Project Description

Project Description
The Dataset
Structure of the Repository
- Overview of the Repository Structure
- Detailed Description of the Repository Structure
Solution Components
How to Start the Solution
- Execution with local LLM
- Execution with online LLM

Project Description

The goal of this solution is to explore the concept of a system that can efficiently respond to customer emails, providing personalized and human-like replies. The system is designed to ensure that customers feel they are interacting with real people.

The Dataset

The dataset is generated using publicly available content in German from my employer's website as of September 2024. The following pages were used to create the dataset:

The content from these pages was converted into a set of FAQ-style questions and answers, which are stored in the FAQs folder.

Structure of the Repository

Overview of the Repository Structure

The llm-zoomcamp-smart-mail project is organized as follows:

llm-zoomcamp-smart-mail/
├─ .devcontainer/
│  └─ (development container configurations)
├─ images/
│  └─ (documentation images)
├─ mage/
│  ├─ data/
│  │  └─ (pipeline dataset)
│  └─ zoomcamp-smart-mail/
│     └─ (pipeline files)
├─ notebook/
│  └─ (Jupyter notebooks for evaluation)
├─ smart_mail/
│  ├─ src/
│  │  ├─ streamlit_runner.py
│  │  ├─ email_client.py
│  │  └─ customer_support_client.py
│  └─ tests/
│     └─ (tests for the solution)
├─ .gitignore
├─ requirements.txt
└─ README.md

Detailed Description of the Repository Structure

.devcontainer/
- Purpose: Provides development container configuration.
- Usage: Optional.
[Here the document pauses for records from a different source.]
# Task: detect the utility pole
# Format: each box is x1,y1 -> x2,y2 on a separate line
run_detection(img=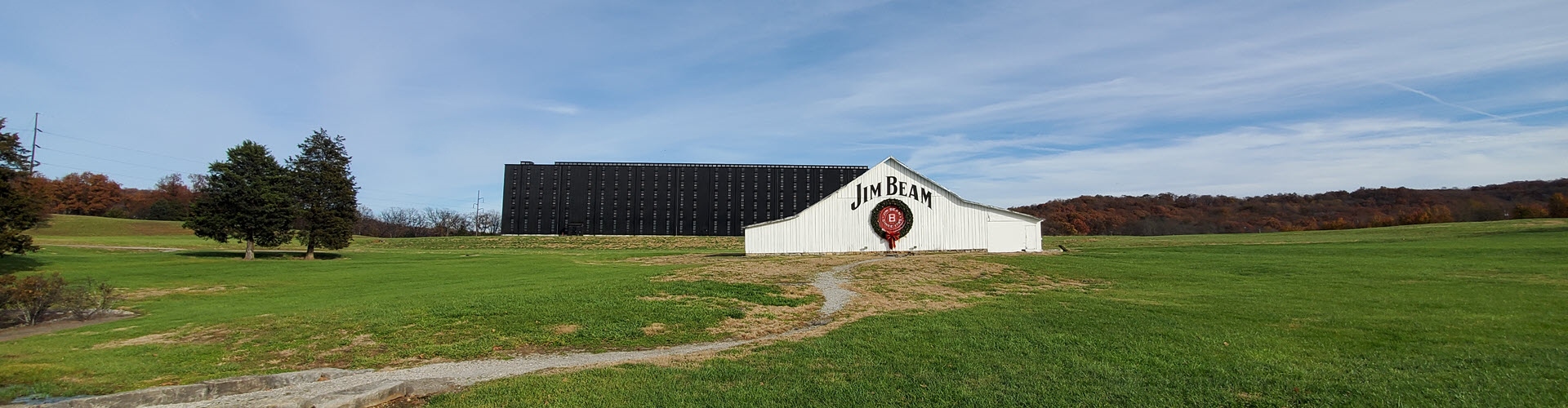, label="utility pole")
474,190 -> 484,237
27,112 -> 38,174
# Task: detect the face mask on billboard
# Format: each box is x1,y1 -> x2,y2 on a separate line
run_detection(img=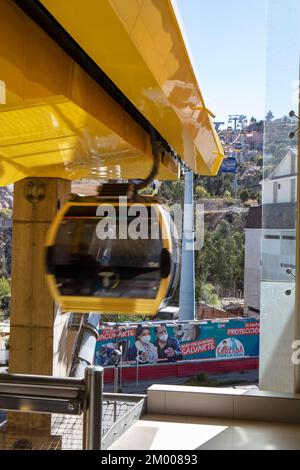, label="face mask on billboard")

Ensures consistent development environment across different machines.
images/
- Purpose: Stores documentation images.
- Contents: Image files used in project documentation.
mage/
- Purpose: Contains Mage.AI pipeline files for data processing.
- Subfolders:
  - data/: Stores the dataset used by the Mage.AI pipeline.
  - zoomcamp-smart-mail/: Contains specific pipeline files for smart mail processing.
notebook/
- Purpose: Houses Jupyter notebooks for evaluation and analysis.
- Contents: .ipynb files used for data exploration, model evaluation, and result visualization.
smart_mail/
- Purpose: Core application directory containing source code and tests.
- Subfolders:
  - src/: Source code for the main application:
    - streamlit_runner.py: Launches Streamlit UI applications. See Interface section for details.
    - email_client.py: Implements the Email Client application (composition root).
    - customer_support_client.py: Implements the Customer Support Client application (composition root).
  - tests/: Contains unit tests for the service reciprocal_rank_fusion_service.py.

Solution Components

Interface

Two applications have been developed to verify the concept:

Email Client: Simulates sending emails to the system.
Customer Support Client: Allows the support team to review generated responses.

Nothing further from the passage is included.